The morphological analyzer is available for download from the following Google Drive link: https://drive.google.com/file/d/1Kt9YXhLw_UVMCefcRGworyHUdh-tyQRj/view With the link, you can download it directly to your machine. In order to download it from a terminal (i.e. on a remote server), you need to use an OAuth token as in the following steps:

Go to OAuth 2.0 Playground https://developers.google.com/oauthplayground/
In the Select the Scope box, paste https://www.googleapis.com/auth/drive.readonly
Click Authorize APIs and then Exchange authorization code for tokens
Copy the Access token
Run the following command in terminal, where ACCESS_TOKEN is the access token copied above:

curl -H "Authorization: Bearer ACCESS_TOKEN" https://www.googleapis.com/drive/v3/files/1Kt9YXhLw_UVMCefcRGworyHUdh-tyQRj?alt=media -o KINLP.tar.gz

The morphological analyzer/generator package installation directory needs to be refered as KINLP_HOME environmental variable or be installed in /opt/KINLP path as follow:

gunzip -c KINLP.tar.gz | tar x
rm KINLP.tar.gz
sudo ln -s </path/to/downloaded/KINLP> /opt/KINLP

You can configure the following environmental variables at the shell startup for the morphological analyze to be available; e.g:

UBUNTU_VERSION=$(lsb_release -r --short)
export KINLP_HOME=/opt/KINLP
export PATH=$PATH:$KINLP_HOME:$KINLP_HOME/bin/$UBUNTU_VERSION
export LD_LIBRARY_PATH=$LD_LIBRARY_PATH:$KINLP_HOME/lib/$UBUNTU_VERSION

Before using the morphological analyzer/generator, the following packages are needed on a Linux: gcc g++ make cmake libomp-dev libgsl-dev gsl-bin libgsl-dbg python3-pybind11 pybind11-dev unicode libicu-dev. You can install them on Ubuntu Linux as follows:

sudo apt update
sudo apt install -y nano gcc g++ make cmake ninja-build libomp-dev libgsl-dev gsl-bin libgsl-dbg python3-pybind11 pybind11-dev unicode libicu-dev

This has only been tested on Ubuntu versions 18.04, 20.04 and 22.04.

Currently, the morphological analyzer/generator can be run in three different use-cases:

1. To check the license validity:

bash $KINLP_HOME/morphokin.sh license </path/to/LICENSE_FILE.dat>

2. Sentence analysis via interactive shell:

bash $KINLP_HOME/morphokin.sh snt </path/to/LICENSE_FILE.dat>

To exit the snt shell, enter either one of exit, EXIT, e, E, quit, QUIT, q, Q commands on the shell.
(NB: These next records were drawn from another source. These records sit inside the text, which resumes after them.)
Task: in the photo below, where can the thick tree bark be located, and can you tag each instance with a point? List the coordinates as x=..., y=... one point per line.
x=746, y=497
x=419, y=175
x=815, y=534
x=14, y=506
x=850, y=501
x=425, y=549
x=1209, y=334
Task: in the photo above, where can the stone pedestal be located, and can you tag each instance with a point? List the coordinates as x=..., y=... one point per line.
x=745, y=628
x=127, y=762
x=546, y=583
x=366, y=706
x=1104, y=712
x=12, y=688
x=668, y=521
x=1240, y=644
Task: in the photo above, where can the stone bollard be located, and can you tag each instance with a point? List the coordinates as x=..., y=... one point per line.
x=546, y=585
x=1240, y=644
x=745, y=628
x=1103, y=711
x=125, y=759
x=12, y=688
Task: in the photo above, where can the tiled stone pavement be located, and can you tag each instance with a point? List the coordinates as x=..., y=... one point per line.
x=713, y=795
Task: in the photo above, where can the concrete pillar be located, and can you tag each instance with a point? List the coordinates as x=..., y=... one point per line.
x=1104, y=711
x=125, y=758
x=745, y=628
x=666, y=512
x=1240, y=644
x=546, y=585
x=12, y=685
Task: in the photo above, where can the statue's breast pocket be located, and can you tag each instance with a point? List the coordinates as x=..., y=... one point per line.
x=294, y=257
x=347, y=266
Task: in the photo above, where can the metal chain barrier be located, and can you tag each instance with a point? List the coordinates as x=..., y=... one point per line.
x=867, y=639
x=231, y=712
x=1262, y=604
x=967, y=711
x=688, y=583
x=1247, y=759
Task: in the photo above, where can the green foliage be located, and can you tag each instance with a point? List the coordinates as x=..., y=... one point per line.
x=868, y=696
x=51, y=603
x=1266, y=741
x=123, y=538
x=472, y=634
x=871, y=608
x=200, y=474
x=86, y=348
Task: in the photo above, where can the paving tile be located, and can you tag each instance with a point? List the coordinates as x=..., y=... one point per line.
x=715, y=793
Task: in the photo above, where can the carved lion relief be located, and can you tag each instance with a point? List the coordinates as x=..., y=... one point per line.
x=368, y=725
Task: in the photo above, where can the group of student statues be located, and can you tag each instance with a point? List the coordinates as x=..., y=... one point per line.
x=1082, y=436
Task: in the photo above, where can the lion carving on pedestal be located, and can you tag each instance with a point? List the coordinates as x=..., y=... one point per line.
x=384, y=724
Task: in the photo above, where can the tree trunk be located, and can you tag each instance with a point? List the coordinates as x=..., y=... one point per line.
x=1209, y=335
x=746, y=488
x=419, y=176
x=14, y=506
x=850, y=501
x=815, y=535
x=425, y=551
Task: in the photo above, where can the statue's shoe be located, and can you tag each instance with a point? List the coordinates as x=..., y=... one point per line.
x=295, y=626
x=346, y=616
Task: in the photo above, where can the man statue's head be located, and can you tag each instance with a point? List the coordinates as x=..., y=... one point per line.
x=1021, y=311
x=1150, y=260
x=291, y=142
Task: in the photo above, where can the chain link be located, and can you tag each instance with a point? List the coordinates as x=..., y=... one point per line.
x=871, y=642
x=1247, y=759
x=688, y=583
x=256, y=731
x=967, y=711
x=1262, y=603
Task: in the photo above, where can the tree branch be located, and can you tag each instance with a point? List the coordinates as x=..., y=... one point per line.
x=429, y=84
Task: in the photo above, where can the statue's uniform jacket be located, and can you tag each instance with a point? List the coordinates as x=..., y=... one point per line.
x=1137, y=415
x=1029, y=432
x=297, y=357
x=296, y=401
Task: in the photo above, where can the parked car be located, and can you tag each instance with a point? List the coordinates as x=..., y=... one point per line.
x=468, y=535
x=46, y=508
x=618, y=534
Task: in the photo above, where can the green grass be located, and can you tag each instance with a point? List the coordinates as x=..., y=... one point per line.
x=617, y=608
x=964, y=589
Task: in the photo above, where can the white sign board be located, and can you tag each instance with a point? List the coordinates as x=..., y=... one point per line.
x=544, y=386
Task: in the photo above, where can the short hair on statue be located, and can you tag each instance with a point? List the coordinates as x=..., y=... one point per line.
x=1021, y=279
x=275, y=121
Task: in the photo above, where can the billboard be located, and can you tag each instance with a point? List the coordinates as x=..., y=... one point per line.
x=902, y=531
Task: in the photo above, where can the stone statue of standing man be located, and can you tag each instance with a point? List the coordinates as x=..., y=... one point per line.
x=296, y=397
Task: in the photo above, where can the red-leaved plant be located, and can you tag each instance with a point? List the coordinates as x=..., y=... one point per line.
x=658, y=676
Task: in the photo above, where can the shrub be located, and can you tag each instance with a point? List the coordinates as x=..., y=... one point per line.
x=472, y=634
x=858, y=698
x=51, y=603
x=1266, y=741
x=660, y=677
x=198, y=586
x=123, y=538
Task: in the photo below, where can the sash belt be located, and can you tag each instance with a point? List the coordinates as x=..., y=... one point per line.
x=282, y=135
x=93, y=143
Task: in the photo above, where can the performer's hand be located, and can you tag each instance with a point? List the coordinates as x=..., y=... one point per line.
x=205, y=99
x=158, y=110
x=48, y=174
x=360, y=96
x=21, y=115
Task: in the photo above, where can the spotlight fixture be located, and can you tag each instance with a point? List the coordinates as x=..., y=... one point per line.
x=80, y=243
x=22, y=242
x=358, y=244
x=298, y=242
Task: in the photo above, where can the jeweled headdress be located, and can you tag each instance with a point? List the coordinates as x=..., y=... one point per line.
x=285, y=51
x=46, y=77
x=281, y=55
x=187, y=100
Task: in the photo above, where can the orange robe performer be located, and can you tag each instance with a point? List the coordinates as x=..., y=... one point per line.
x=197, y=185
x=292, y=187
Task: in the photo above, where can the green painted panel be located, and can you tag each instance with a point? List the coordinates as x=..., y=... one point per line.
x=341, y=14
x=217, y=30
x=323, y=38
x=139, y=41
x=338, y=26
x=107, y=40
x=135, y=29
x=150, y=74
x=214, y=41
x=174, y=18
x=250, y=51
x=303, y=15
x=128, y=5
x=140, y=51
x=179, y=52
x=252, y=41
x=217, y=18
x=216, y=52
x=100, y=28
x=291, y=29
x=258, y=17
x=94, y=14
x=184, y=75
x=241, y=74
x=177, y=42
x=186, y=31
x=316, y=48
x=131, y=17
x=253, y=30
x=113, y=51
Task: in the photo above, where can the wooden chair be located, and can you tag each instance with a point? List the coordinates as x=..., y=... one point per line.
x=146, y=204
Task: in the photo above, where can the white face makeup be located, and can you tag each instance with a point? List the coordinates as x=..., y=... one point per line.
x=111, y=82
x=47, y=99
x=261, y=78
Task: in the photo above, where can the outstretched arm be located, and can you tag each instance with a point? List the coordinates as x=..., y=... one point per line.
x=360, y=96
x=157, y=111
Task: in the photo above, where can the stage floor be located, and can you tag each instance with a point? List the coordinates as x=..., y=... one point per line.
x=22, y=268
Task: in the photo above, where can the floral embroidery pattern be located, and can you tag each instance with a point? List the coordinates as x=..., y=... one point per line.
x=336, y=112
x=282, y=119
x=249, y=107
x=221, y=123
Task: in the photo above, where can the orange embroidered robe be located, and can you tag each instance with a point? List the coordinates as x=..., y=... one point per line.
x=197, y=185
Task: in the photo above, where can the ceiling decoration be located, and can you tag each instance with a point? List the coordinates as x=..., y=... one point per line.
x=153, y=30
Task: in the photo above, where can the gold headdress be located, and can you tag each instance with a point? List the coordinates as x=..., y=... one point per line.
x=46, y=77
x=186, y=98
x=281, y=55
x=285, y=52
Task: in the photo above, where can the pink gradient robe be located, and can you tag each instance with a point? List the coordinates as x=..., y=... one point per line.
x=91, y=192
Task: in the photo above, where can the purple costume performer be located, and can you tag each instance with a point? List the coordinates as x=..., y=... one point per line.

3. To run morphological analysis and synthesis server on a unix socket; e.g. for Python API calls:

nohup bash $KINLP_HOME/morphokin.sh rms </path/to/LICENSE_FILE.dat> &>> rms.log &

Getting the free license for the morphological analyzer

The free license is only allowed for academic and non-commercial use of the morphological analyzer/generator. Refer to the Terms and Conditions for the morphological analyzer/generator.

To request a free license, fill in the registration form available at:: https://morphokin.kinlp.com/license/request The form requests basic information about the user and their organization. Once submitted, you will be required to verify the email address by clicking on the confirmation link sent to your email address.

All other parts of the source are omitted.